During a History of Christian Spirituality class that I was in recently, the professor spent some time talking through the disposition of the first Europeans who arrived in the Americas. It was the first time that I heard that the first settlers wanted to come to the Americas for a short time, perfect what they felt was the “right religion” (practice and theology) and then return to Europe to help save all of the “backslidders” from their fallen ways.
They stayed.
Perhaps their disposition stayed, also.
Somewhere in the soil of the American church is the desire to make a right religion.
So what happens when we are trying to find the right religion and others are trying to do the same and they are doing things differently than us?
Can two people have it right?
Not if Twitter is around, I guess.
One of the temptations that we have as believers is being too eager to call someone else wrong and leaving our own issues unchecked and too easily justified. Our faults are often hidden from us, in plain sight.
Though the Bible does call individuals to check teachers for sound doctrine, it does seem like anyone with a Facebook page or blog feels that they have the manifest destiny to go ahead and make authoritative judgments about teachers without taking the time to read and search long enough to make a complete call on it. We simply don’t like them, or the people we like don’t like them so we just follow the leader. We need to really think about the imprint it makes when we call someone “deceived” and “a heretic”. We should really consider if it is truly our call in the first place.

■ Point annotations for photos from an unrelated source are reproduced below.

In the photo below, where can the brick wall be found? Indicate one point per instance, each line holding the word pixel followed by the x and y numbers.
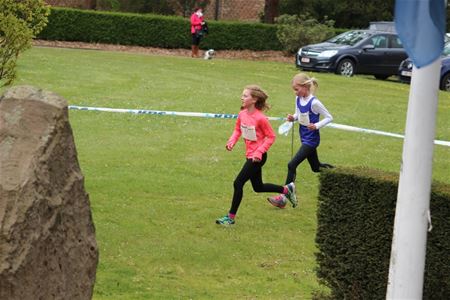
pixel 244 10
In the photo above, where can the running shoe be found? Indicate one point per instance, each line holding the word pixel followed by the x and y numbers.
pixel 225 220
pixel 278 201
pixel 291 194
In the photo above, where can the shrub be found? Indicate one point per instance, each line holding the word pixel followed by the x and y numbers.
pixel 354 235
pixel 20 21
pixel 154 31
pixel 296 31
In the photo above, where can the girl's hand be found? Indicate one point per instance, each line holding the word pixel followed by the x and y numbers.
pixel 312 127
pixel 290 118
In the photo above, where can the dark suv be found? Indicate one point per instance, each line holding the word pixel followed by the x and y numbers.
pixel 371 52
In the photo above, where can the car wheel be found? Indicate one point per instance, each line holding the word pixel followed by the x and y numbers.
pixel 445 82
pixel 346 67
pixel 381 77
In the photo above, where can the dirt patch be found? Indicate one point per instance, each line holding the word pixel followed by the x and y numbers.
pixel 277 56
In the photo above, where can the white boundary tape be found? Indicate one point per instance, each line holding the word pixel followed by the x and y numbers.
pixel 234 116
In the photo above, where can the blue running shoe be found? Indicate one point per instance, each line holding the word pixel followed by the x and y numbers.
pixel 291 194
pixel 278 201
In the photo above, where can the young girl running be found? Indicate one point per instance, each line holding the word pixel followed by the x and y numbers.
pixel 258 136
pixel 308 110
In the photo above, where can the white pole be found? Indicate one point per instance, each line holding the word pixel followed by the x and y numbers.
pixel 408 250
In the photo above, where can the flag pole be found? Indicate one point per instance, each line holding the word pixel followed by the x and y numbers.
pixel 407 263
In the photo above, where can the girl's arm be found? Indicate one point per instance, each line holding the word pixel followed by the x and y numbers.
pixel 294 117
pixel 235 136
pixel 318 108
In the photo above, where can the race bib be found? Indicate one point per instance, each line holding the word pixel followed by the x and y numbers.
pixel 304 119
pixel 248 132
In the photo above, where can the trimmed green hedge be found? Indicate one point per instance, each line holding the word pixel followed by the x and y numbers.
pixel 154 31
pixel 355 225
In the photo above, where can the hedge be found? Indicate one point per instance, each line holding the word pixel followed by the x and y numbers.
pixel 356 212
pixel 154 31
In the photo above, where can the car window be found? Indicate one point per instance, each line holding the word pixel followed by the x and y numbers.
pixel 350 37
pixel 379 41
pixel 395 42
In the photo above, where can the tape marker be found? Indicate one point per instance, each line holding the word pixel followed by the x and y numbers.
pixel 234 116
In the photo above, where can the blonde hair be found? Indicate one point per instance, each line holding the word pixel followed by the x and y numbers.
pixel 305 80
pixel 260 95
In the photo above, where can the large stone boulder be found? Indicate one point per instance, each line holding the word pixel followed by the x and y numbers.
pixel 47 238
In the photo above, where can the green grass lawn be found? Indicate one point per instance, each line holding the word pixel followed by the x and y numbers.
pixel 157 183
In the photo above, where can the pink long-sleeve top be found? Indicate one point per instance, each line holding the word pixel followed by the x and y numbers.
pixel 196 22
pixel 256 131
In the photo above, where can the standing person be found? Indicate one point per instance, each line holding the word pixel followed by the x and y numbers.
pixel 197 21
pixel 308 110
pixel 258 136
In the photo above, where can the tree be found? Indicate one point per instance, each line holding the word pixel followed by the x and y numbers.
pixel 20 22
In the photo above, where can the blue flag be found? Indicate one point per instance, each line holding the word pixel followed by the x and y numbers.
pixel 421 27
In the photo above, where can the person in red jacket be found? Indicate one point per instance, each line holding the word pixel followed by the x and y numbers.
pixel 197 21
pixel 258 136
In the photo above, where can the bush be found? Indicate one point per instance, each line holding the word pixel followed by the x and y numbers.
pixel 296 31
pixel 354 235
pixel 154 31
pixel 20 21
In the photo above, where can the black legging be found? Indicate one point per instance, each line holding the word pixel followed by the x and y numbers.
pixel 305 151
pixel 253 171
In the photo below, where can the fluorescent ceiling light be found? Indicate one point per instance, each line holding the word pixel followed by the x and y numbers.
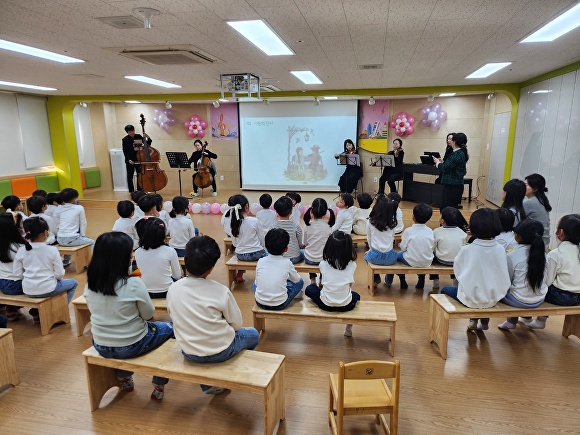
pixel 307 77
pixel 23 85
pixel 559 26
pixel 487 70
pixel 151 81
pixel 262 36
pixel 31 51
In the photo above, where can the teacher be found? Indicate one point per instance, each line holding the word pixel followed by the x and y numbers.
pixel 453 169
pixel 353 172
pixel 392 174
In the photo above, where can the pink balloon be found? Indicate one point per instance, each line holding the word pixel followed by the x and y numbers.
pixel 215 208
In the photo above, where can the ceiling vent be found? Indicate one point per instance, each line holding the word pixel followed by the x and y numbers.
pixel 168 57
pixel 126 22
pixel 370 67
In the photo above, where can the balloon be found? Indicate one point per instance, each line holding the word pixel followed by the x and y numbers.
pixel 255 208
pixel 215 208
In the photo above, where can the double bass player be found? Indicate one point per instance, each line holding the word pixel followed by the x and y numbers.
pixel 196 158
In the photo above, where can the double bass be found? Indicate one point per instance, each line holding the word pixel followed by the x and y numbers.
pixel 151 178
pixel 203 178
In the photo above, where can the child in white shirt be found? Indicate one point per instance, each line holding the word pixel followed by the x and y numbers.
pixel 125 223
pixel 180 225
pixel 449 239
pixel 39 266
pixel 245 231
pixel 344 219
pixel 380 234
pixel 337 269
pixel 37 207
pixel 416 245
pixel 527 268
pixel 206 318
pixel 506 238
pixel 296 207
pixel 481 267
pixel 283 207
pixel 158 262
pixel 266 216
pixel 562 276
pixel 361 213
pixel 316 232
pixel 277 282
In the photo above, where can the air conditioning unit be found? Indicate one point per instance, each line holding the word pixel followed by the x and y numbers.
pixel 118 170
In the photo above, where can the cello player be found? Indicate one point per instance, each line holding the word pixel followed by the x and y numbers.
pixel 131 144
pixel 196 159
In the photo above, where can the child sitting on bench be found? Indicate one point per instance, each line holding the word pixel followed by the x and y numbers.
pixel 206 316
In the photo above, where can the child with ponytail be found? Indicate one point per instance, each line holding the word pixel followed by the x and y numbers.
pixel 527 269
pixel 39 266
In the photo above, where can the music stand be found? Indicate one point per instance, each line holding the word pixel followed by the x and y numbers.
pixel 178 160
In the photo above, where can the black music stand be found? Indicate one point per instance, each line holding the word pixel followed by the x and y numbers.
pixel 178 160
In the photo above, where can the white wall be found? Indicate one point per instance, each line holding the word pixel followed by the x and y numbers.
pixel 548 141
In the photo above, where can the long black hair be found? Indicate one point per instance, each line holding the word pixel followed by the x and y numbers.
pixel 9 235
pixel 530 232
pixel 110 262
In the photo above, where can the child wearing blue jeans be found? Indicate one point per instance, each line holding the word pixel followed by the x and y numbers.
pixel 277 282
pixel 206 317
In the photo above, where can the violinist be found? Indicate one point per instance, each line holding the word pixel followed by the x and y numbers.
pixel 196 159
pixel 131 144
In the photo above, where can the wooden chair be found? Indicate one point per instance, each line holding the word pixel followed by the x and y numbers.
pixel 361 388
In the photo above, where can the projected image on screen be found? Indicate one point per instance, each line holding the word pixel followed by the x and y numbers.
pixel 291 145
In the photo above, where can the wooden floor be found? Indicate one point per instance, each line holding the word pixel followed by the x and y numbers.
pixel 518 382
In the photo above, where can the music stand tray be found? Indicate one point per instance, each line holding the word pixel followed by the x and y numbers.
pixel 179 160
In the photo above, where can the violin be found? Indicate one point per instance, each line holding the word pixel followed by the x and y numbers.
pixel 151 178
pixel 203 178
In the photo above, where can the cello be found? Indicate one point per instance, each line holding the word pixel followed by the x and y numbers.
pixel 151 178
pixel 203 178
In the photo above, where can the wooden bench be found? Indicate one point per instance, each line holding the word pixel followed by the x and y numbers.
pixel 249 371
pixel 233 265
pixel 366 313
pixel 443 308
pixel 80 255
pixel 51 310
pixel 8 372
pixel 400 268
pixel 83 315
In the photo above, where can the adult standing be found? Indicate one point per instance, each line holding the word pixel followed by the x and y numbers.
pixel 196 158
pixel 353 172
pixel 131 143
pixel 453 169
pixel 392 174
pixel 536 204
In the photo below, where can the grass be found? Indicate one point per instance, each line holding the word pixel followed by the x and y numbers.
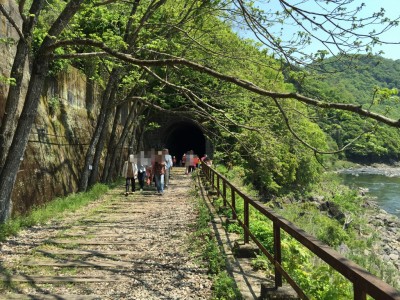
pixel 51 210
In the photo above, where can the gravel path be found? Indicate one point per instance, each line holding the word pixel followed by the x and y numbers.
pixel 119 247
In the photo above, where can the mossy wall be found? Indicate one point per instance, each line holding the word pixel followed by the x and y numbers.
pixel 57 144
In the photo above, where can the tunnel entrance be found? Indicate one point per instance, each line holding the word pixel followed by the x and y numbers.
pixel 182 137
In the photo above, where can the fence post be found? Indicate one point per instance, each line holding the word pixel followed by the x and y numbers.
pixel 234 216
pixel 277 254
pixel 359 293
pixel 224 190
pixel 218 193
pixel 246 221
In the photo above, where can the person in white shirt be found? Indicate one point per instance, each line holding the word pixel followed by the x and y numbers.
pixel 168 166
pixel 129 171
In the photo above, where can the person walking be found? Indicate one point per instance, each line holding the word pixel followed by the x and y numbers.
pixel 129 171
pixel 168 166
pixel 159 173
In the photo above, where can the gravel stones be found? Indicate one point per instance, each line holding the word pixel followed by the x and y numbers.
pixel 137 245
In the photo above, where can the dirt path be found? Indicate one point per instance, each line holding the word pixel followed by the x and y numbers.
pixel 133 247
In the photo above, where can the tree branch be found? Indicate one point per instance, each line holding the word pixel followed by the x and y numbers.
pixel 357 109
pixel 9 19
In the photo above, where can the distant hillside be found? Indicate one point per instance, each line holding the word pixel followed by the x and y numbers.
pixel 357 82
pixel 360 76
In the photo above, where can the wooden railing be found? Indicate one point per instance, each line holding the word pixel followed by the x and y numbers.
pixel 363 282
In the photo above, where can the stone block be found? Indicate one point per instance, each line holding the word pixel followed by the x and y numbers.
pixel 242 250
pixel 284 292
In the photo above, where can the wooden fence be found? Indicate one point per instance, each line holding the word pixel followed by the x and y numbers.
pixel 364 283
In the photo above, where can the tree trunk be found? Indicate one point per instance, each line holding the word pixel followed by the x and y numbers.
pixel 112 144
pixel 113 155
pixel 84 179
pixel 17 149
pixel 93 178
pixel 13 99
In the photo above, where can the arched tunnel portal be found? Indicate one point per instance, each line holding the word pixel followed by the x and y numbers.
pixel 183 136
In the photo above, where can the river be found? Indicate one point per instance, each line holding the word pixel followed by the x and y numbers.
pixel 382 183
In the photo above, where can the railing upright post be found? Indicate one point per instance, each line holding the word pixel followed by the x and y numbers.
pixel 233 200
pixel 246 221
pixel 277 254
pixel 224 189
pixel 218 192
pixel 359 293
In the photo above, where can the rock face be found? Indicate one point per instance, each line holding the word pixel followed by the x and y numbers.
pixel 53 159
pixel 332 209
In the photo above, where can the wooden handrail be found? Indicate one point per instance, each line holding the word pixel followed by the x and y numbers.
pixel 364 283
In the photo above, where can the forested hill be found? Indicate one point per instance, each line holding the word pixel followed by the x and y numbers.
pixel 371 81
pixel 359 78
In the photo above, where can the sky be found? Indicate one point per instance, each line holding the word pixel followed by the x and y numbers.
pixel 392 10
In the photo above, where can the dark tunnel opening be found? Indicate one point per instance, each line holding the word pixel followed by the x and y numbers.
pixel 184 137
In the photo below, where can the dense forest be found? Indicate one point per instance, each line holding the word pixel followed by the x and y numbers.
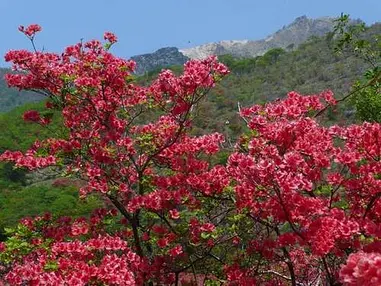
pixel 312 67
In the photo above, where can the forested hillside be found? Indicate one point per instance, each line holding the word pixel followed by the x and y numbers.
pixel 311 68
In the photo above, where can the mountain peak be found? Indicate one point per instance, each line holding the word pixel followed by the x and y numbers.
pixel 294 34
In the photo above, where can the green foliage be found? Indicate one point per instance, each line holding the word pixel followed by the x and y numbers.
pixel 38 199
pixel 365 44
pixel 11 97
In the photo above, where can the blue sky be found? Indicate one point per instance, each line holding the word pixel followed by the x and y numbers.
pixel 143 26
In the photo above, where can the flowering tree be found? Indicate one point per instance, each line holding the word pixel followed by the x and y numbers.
pixel 296 204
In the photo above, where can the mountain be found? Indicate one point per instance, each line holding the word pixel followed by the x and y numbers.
pixel 288 37
pixel 163 57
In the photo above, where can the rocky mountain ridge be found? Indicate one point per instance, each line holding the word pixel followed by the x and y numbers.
pixel 288 37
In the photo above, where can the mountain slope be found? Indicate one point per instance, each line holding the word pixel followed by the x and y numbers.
pixel 288 37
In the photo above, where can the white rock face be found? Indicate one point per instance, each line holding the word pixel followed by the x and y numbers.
pixel 294 34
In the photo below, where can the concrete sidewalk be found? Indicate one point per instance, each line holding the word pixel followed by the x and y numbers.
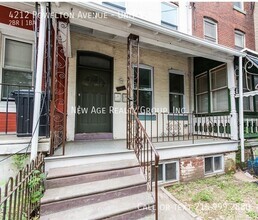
pixel 169 209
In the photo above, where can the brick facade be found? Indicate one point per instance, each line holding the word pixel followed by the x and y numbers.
pixel 228 20
pixel 191 168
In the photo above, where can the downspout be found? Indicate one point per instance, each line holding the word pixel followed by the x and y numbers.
pixel 38 84
pixel 241 110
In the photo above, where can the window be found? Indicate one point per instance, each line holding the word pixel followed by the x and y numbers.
pixel 167 172
pixel 213 164
pixel 210 30
pixel 176 91
pixel 116 5
pixel 219 90
pixel 17 66
pixel 169 15
pixel 239 40
pixel 145 87
pixel 202 93
pixel 238 5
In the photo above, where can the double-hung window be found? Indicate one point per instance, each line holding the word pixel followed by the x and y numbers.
pixel 239 40
pixel 201 92
pixel 169 15
pixel 210 30
pixel 145 87
pixel 176 92
pixel 219 89
pixel 17 66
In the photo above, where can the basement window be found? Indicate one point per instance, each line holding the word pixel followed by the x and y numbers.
pixel 214 164
pixel 167 172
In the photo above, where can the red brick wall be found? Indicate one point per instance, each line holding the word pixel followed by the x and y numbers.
pixel 191 168
pixel 228 20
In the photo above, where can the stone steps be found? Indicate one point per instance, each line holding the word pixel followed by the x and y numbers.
pixel 112 189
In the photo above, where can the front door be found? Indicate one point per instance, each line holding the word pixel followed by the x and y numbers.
pixel 94 77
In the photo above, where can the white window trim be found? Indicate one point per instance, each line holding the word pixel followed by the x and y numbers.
pixel 11 105
pixel 163 163
pixel 222 170
pixel 178 72
pixel 166 24
pixel 202 93
pixel 216 27
pixel 242 34
pixel 217 89
pixel 144 66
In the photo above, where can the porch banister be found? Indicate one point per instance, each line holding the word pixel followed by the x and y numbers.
pixel 38 84
pixel 241 109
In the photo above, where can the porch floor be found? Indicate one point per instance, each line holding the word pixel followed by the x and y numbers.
pixel 98 147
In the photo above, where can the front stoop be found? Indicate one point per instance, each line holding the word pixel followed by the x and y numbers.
pixel 114 190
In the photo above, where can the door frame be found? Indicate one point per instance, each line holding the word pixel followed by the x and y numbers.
pixel 96 54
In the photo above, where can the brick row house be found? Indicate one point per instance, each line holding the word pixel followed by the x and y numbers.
pixel 177 64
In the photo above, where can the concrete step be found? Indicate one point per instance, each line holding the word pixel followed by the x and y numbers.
pixel 106 209
pixel 50 208
pixel 84 189
pixel 78 160
pixel 91 168
pixel 90 177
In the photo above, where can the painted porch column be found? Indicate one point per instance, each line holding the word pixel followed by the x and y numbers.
pixel 232 90
pixel 241 110
pixel 38 84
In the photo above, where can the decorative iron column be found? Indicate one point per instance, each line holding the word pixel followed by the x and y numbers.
pixel 132 77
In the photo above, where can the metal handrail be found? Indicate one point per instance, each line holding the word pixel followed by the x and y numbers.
pixel 146 154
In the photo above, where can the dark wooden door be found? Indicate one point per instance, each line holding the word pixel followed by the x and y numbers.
pixel 94 100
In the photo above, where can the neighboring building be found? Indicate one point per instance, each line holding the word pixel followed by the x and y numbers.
pixel 256 25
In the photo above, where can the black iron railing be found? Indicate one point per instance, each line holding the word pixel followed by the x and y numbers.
pixel 20 197
pixel 148 157
pixel 185 126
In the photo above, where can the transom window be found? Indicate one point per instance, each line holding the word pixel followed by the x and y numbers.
pixel 210 30
pixel 239 40
pixel 116 5
pixel 145 87
pixel 169 15
pixel 213 164
pixel 17 66
pixel 176 92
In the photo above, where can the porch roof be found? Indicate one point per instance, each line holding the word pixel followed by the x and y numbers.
pixel 157 35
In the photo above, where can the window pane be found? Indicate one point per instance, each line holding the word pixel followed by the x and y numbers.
pixel 217 163
pixel 170 171
pixel 145 78
pixel 17 78
pixel 202 84
pixel 202 103
pixel 208 165
pixel 169 14
pixel 160 172
pixel 219 78
pixel 175 102
pixel 220 100
pixel 145 99
pixel 18 54
pixel 239 40
pixel 176 83
pixel 210 30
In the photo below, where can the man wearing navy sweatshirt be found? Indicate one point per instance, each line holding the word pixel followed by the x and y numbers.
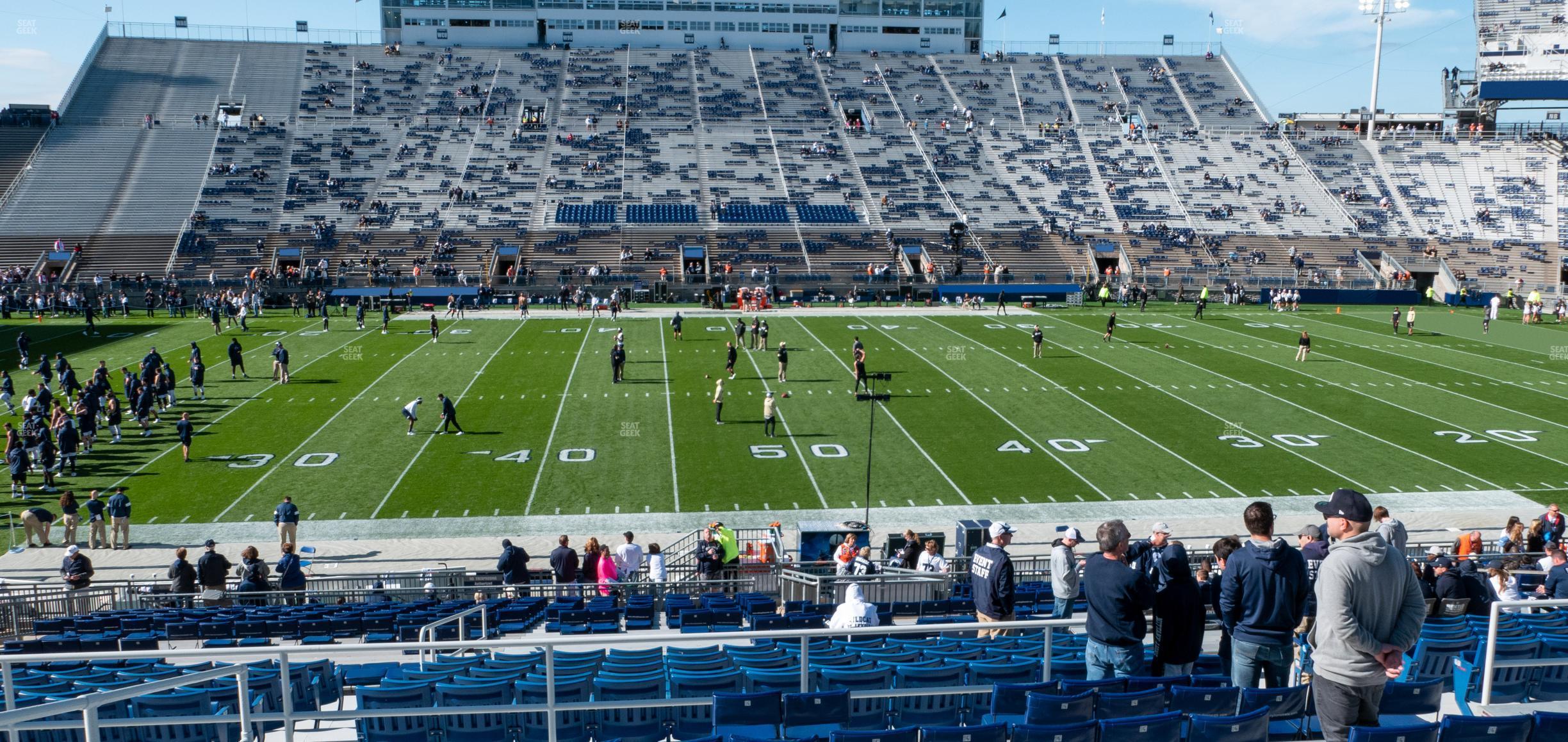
pixel 1117 598
pixel 1262 598
pixel 992 579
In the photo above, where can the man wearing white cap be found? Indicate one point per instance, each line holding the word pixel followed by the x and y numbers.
pixel 992 579
pixel 1145 556
pixel 1063 572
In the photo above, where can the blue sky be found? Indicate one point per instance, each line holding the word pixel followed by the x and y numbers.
pixel 1300 55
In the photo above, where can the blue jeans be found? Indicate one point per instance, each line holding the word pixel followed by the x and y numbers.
pixel 1248 661
pixel 1106 661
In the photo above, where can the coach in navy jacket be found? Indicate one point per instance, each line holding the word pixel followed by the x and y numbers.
pixel 1262 598
pixel 992 578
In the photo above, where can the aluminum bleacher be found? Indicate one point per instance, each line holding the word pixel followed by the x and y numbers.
pixel 769 156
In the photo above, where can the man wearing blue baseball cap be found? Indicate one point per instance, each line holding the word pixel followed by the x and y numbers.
pixel 1369 613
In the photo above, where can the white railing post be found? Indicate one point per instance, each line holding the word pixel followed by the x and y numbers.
pixel 550 692
pixel 1492 655
pixel 288 694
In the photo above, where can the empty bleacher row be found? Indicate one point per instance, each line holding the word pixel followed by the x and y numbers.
pixel 375 148
pixel 911 686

The truth is, among the Christian crowd, we have a lot more in common than we have in disagreement. The issues that we regularly disagree on are not worth the ferocity that is normally expressed in the “back and forth.” Remember when we first became Christians? During those first few days, did we ever think that we’d spend as much time as we do worrying about someone else’s nuance on Atonement? We probably focused more upon how we could honor God with our life and to love others, to help move them along, regardless of their view of the millennium.